Человек, живущий в небольшом по численности Мы, в сельской общине, в племени еще в какой-то мере может сдерживать свои опасные инстинкты, ибо жизнь его вся на виду и любое, даже незначительное нарушение общепринятого, любая уступка эгоизму воли Я в ущерб Закону, то есть в ущерб воле Мы, сразу оказывается заметной, превращает его в предмет общего презрения, осуждения, насмешки. Русские писатели и мыслители ХIХ века никак не могли понять, как это русский мужик, которого они знали и любили как истинное воплощение сострадания, трудолюбия, терпения и разумности, попав в город, часто превращался в существо жестокое, грязное, лживое, лишенное каких бы то ни было нравственных достоинств. "Во всем виноват город, — говорили они. — Растленное влияние Запада. Язвы цивилизации. Европейская зараза". Но ни город, ни Запад, ни цивилизация не были виноваты: просто человек, чье нравственное сознание созревало с самого начала в недрах сельской общины, будучи вырванным из общинного Мы, не мог мгновенно перестроиться и проникнуться Законами Мы несравненно более широкого — государственного. На это должны были уйти многие десятилетия, если не века. Сознание воли всенародного Мы как чего-то самого высокого делалось в России всеобщим лишь в связи с отчетливым противопоставлением этой воли воле другого Мы — во время вражеского нашествия. Тогда-то и обнаруживалось здесь то необычайное единство и сила, которые поражали весь мир. В спокойные же времена обыкновенному среднему человеку было совершенно не под силу подняться до такой степени абстракции, чтобы увидеть нечто священное в том единственном, что может придавать форму и целостность Мы гигантского народа — в Своде законов. Весь опыт его жизни учил его, что закон, суд, начальство — самые страшные и жестокие враги, и нет ничего достойнее, чем перехитрить их, обмануть, а если представится возможность, то и уничтожить. Достоевский в "Дневнике писателя" с возмущением описывает курьезы русских, только что введенных судов присяжных, когда мужички-присяжные оправдывали заведомых убийц, только чтобы досадить начальству.

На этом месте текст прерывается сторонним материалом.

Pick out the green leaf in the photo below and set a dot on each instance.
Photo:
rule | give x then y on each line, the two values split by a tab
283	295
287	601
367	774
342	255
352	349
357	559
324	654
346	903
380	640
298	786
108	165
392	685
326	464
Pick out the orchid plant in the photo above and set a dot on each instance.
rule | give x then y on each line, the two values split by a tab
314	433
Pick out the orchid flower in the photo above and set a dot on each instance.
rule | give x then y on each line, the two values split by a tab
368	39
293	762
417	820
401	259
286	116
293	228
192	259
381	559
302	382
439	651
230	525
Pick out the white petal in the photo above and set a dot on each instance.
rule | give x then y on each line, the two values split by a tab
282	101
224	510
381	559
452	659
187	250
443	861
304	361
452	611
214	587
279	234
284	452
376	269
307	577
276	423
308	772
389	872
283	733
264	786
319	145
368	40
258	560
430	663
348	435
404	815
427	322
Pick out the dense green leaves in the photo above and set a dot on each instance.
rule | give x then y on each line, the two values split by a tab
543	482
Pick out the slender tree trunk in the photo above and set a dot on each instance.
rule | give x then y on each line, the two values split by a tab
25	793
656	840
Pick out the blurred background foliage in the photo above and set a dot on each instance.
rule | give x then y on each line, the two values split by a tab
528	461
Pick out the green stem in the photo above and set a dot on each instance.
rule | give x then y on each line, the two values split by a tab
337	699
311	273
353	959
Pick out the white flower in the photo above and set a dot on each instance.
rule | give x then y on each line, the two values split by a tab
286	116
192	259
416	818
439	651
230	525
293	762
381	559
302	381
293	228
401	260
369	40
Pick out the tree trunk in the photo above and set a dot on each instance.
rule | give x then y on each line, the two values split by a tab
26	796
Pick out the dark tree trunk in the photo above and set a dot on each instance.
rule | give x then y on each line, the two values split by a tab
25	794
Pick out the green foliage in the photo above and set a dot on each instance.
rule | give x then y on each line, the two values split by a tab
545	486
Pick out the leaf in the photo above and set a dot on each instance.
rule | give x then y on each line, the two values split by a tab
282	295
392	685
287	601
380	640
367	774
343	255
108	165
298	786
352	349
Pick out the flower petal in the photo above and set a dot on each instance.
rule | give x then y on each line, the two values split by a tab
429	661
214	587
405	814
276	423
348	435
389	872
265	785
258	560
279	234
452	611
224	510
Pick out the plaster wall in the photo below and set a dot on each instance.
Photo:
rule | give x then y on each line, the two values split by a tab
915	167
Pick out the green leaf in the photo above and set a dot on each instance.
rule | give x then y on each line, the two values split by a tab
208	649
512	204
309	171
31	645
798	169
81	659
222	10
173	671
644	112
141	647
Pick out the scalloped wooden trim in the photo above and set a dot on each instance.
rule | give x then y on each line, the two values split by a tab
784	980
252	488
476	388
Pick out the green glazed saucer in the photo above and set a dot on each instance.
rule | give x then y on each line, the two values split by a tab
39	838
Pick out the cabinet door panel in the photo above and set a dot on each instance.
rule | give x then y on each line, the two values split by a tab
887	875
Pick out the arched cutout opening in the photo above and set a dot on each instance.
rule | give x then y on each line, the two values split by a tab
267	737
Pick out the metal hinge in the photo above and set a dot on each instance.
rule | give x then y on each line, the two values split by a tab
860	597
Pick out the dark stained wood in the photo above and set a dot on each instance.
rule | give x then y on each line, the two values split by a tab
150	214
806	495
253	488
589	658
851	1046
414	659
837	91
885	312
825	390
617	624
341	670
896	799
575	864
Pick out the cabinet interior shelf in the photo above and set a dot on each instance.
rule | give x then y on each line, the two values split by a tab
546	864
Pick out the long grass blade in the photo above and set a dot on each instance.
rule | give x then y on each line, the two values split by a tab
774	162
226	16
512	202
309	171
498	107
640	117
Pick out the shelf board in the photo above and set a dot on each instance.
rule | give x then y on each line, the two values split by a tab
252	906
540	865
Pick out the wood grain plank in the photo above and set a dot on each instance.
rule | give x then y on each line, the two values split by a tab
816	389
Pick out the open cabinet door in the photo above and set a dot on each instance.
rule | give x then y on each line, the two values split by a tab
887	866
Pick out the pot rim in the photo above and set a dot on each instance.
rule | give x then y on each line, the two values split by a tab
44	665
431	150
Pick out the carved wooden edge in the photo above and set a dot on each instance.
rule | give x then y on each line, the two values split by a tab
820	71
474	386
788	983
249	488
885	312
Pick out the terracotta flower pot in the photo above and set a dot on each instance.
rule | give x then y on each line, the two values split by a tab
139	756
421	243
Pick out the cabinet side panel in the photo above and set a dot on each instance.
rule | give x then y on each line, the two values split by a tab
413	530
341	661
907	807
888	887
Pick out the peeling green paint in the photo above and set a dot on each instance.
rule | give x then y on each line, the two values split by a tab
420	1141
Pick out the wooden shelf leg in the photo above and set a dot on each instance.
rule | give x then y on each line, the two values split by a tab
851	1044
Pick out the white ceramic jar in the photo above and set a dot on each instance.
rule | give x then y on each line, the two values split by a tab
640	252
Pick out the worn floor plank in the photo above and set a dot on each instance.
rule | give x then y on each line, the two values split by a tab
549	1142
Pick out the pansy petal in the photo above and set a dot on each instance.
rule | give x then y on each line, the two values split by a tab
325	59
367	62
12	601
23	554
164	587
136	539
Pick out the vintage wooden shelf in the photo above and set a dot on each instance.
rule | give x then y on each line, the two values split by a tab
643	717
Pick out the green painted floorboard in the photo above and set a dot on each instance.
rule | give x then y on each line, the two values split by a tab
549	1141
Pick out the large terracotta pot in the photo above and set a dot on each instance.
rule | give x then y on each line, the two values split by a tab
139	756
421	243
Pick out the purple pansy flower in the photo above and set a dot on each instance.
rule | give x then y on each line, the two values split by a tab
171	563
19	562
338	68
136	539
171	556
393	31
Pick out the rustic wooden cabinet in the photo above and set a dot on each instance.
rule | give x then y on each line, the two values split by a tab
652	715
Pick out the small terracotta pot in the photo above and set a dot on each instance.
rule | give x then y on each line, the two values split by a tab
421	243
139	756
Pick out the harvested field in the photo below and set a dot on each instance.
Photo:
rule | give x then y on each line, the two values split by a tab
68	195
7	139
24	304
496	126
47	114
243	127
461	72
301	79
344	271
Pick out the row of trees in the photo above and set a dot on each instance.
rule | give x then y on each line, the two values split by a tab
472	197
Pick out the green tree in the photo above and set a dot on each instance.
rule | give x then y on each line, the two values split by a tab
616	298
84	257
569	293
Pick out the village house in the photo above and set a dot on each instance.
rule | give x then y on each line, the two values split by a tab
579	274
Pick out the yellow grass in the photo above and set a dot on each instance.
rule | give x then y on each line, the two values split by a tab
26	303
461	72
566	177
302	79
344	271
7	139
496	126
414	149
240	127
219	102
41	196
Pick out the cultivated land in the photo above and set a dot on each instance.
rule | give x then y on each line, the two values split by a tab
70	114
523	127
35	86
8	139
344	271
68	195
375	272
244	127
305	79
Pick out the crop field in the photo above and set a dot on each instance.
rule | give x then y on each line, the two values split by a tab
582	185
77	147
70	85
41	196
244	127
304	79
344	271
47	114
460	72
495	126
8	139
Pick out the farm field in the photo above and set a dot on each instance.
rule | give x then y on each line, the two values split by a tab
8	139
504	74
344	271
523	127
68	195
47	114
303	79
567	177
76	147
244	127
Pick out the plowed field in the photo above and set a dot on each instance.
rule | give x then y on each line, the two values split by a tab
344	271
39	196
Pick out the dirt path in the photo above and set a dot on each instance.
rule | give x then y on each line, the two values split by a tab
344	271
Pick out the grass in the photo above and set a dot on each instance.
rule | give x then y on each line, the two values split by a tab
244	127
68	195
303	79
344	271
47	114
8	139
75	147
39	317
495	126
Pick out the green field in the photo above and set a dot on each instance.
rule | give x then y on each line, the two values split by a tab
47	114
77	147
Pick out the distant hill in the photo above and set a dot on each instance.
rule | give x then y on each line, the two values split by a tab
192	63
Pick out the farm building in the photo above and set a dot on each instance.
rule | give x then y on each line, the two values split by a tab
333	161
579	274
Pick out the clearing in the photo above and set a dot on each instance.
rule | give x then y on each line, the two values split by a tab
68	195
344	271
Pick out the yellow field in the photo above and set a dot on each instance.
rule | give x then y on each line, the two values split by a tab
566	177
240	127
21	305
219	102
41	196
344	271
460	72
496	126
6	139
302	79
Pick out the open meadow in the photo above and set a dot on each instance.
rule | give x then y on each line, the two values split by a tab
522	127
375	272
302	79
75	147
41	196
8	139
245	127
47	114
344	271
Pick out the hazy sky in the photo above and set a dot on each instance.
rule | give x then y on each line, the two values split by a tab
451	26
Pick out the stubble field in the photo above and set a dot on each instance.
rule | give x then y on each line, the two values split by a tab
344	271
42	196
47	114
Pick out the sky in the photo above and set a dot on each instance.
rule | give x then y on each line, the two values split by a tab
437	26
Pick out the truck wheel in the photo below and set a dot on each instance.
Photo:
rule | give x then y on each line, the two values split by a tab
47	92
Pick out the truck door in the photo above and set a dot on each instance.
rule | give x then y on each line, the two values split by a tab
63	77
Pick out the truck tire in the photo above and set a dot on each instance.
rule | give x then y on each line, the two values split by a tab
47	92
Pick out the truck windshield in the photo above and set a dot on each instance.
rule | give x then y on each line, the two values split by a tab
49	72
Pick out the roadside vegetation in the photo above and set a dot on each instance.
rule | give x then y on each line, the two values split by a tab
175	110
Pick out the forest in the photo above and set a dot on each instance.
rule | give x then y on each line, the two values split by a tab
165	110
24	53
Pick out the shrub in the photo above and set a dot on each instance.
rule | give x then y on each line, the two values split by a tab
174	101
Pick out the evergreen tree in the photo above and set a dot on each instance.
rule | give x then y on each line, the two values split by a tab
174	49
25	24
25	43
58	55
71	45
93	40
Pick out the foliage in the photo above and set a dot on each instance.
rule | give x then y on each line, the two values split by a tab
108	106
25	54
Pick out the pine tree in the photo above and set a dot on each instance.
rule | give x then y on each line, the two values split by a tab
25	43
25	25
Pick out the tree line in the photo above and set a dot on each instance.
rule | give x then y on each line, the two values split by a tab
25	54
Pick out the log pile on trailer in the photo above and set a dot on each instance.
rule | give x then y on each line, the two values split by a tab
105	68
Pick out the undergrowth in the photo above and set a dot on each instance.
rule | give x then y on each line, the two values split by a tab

В сущности, историю всякого народа как целого следовало бы отсчитывать с момента появления у него писанного закона; но Боже правый! как долог путь от появления закона до осознания его величия, от какой-нибудь Хартии Вольностей до парламентской Англии, и с каким трудом приходится воспитывать уважение к закону в каждом новом поколении, обуреваемом всегда одной и той же страстью — осуществить свою свободу любыми возможными, в том числе, и беззаконными способами.